Additionally, a “statement” was issued calling the assault “Operación Fénix,” a document urging everyone to take to the streets with no return, supporting our constitutional soldiers and civilian political leaders to take and consolidate power, towards the conformation of a Transition Government Junta.
The compulsion for lying
There are no pictures of the drones or the snipers.
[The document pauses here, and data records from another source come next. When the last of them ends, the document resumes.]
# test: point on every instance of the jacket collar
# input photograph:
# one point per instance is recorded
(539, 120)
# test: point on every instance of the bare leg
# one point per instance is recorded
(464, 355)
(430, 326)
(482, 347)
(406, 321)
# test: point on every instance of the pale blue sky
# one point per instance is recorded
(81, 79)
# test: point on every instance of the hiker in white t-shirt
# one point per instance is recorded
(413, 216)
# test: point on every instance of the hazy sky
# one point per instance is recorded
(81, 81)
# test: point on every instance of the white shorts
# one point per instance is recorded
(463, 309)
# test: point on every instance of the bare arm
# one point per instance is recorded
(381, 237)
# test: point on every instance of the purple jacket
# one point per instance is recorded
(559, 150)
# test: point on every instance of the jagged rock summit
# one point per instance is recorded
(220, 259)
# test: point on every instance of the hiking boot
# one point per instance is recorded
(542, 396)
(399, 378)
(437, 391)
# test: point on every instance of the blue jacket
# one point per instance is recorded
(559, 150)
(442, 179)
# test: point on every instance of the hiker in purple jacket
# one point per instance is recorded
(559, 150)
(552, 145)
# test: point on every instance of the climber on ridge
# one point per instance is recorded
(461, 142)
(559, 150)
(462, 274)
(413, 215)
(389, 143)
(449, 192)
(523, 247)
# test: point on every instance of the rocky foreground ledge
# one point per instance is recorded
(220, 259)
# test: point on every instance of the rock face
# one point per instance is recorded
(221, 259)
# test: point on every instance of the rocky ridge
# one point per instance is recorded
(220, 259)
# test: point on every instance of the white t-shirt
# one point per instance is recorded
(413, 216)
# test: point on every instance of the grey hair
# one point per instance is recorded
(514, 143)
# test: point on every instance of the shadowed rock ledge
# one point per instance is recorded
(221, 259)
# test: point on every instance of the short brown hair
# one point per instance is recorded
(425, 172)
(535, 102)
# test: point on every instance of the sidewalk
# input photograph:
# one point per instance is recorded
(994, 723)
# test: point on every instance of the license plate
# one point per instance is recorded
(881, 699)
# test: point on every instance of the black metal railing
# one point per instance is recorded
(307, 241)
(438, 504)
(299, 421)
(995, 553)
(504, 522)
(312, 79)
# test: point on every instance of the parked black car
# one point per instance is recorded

NGO Espacio Público and the National Union of Press Workers denounced that after the events, the whereabouts of journalists and workers Neidy Freytes, César Díaz and Alfredo Valera were unknown “after the GNB approached them in the Bolívar avenue and cut their broadcast.” In an interview with CNN, imposed prosecutor general Tarek William Saab said that he knew nothing about the missing journalists, after three hours of their disappearance. They were released almost immediately.
And mind you, CNN is censored in every cable TV operator in Venezuela. If in the first official version about the incident, Jorge Rodríguez denied what we saw, he opened the path for questioning any other information provided by the Executive.
There are no pictures of the drones or the snipers, but we could see the burned apartment where the gas cylinder allegedly exploded. Nicolás used the incident to reinforce the idea of violence as the only route to oust him and yet, doing that would only bring us a civil war. The mistake, the insurmountable mistake, was the stampede, which shows just how well our loyal and courageous troops will stand against the enemy.
“Dignity is what separates a retreat from a stampede.”